Kiki Messiou is Professor within Southampton Education School at the University of Southampton.
Kiki joined the University of Southampton in October 2012. Her research interests are in the area of inclusive education and, in particular, in exploring children’s and young people’s voices to understand notions of marginalisation and develop inclusive practices in schools. She is particularly interested in research with children and young people and methodological issues related to this issue. These themes are the focus of her publications. This is summed up in the following statement in her book, ‘Confronting marginalisation in education: A framework for promoting inclusion’.
Listening to children in relation to inclusion in schools is a manifestation of being inclusive.
Kiki is a regular contributor to international conferences, such as AERA, BERA and ECER. She is currently leading a three- year (2017-2020) European Union funded study "Reaching the ‘hard to reach’: Inclusive responses to diversity through child-teacher dialogue". The study involves five countries (Austria, Denmark, England, Spain, Portugal), with partners from universities and primary schools in each country. It focuses on developing effective strategies for including all children in lessons, particularly those who might be seen as 'hard to reach'. This builds on her earlier collaborative teacher development and research project funded by the European Union Executive Agency (2011-2014) entitled "Responding to diversity by engaging with students' voices: a strategy for teacher development" and involved researchers and practitioners from three countries: Portugal, Spain and the UK. Furthermore, Kiki collaborated with colleagues from Italy (co-ordinators), Spain, Cyprus and Poland, for the INTO (‘Intercultural Mentoring tools to support migrant integration at school’) project funded by the European Union. This project involved schools from Hampshire and Southampton and focused on the role of secondary school students in becoming mentors to support migrant students during a difficult time of their school life.

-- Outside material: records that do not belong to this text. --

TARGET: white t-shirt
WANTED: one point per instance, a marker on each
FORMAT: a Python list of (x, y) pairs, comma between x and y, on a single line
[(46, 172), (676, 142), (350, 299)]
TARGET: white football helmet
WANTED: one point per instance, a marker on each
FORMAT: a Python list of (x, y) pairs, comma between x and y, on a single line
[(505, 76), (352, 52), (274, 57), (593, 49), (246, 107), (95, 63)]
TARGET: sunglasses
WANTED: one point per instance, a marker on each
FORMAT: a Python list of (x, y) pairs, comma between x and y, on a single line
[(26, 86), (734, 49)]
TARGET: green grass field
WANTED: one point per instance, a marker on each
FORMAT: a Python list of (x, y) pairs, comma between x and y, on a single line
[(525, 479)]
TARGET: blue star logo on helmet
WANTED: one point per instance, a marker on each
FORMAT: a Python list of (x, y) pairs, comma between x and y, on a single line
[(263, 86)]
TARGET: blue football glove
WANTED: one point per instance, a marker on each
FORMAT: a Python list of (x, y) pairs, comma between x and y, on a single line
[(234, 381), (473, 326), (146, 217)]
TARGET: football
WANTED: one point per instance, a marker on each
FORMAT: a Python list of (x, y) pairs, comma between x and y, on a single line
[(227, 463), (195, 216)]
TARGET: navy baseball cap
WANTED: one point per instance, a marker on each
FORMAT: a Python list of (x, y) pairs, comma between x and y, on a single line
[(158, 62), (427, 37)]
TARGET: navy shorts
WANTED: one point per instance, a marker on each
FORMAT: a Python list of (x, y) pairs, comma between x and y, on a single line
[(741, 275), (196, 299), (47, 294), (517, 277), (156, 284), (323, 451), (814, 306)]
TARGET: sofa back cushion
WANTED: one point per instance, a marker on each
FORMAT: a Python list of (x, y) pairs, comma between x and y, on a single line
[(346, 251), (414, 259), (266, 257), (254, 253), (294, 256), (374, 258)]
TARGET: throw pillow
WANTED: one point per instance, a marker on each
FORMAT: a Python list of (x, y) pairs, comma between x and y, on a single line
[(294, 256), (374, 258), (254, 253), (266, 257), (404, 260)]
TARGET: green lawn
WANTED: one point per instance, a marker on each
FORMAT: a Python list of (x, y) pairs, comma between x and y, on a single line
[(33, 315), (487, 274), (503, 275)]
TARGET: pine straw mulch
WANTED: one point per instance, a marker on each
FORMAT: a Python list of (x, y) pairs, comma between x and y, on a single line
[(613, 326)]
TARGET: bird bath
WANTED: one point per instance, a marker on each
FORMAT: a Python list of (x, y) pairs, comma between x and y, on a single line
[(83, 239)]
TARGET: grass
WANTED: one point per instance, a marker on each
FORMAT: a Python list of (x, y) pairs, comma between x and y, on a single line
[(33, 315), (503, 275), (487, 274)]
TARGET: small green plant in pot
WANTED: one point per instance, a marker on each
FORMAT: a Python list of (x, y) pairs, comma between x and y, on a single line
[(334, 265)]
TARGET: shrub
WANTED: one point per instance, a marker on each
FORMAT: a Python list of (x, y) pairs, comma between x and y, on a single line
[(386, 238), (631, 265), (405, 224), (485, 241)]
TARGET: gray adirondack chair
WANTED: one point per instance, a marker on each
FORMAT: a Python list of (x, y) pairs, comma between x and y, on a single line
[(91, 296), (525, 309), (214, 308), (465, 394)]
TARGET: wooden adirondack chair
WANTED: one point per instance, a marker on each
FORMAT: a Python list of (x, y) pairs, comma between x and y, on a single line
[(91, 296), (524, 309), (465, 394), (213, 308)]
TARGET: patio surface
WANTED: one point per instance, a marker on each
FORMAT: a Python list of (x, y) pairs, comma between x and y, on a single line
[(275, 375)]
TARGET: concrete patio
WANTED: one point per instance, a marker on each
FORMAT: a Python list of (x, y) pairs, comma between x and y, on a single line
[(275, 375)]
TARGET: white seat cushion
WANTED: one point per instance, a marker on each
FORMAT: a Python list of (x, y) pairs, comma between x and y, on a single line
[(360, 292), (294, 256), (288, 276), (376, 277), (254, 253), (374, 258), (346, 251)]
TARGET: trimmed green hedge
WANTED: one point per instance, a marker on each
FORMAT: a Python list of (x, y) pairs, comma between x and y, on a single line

Kiki started her career as a primary school teacher in Cyprus and completed her postgraduate studies at the University of Manchester. She has extensive experience of working in schools as a teacher and as a researcher. After completing her PhD, she returned back to Cyprus where she worked as a mainstream class teacher and as a part time lecturer at the University of Nicosia, teaching Special/Inclusive Education. In 2007 she joined the University of Hull where she was programme director for the Masters in Inclusive Education and the BA in Education, Social Inclusion and Special Needs programme. She also established and led the Inclusion Research Group in the Hull Faculty of Education. In Southampton, she led the BSc Education/BSc Education and Psychology programmes.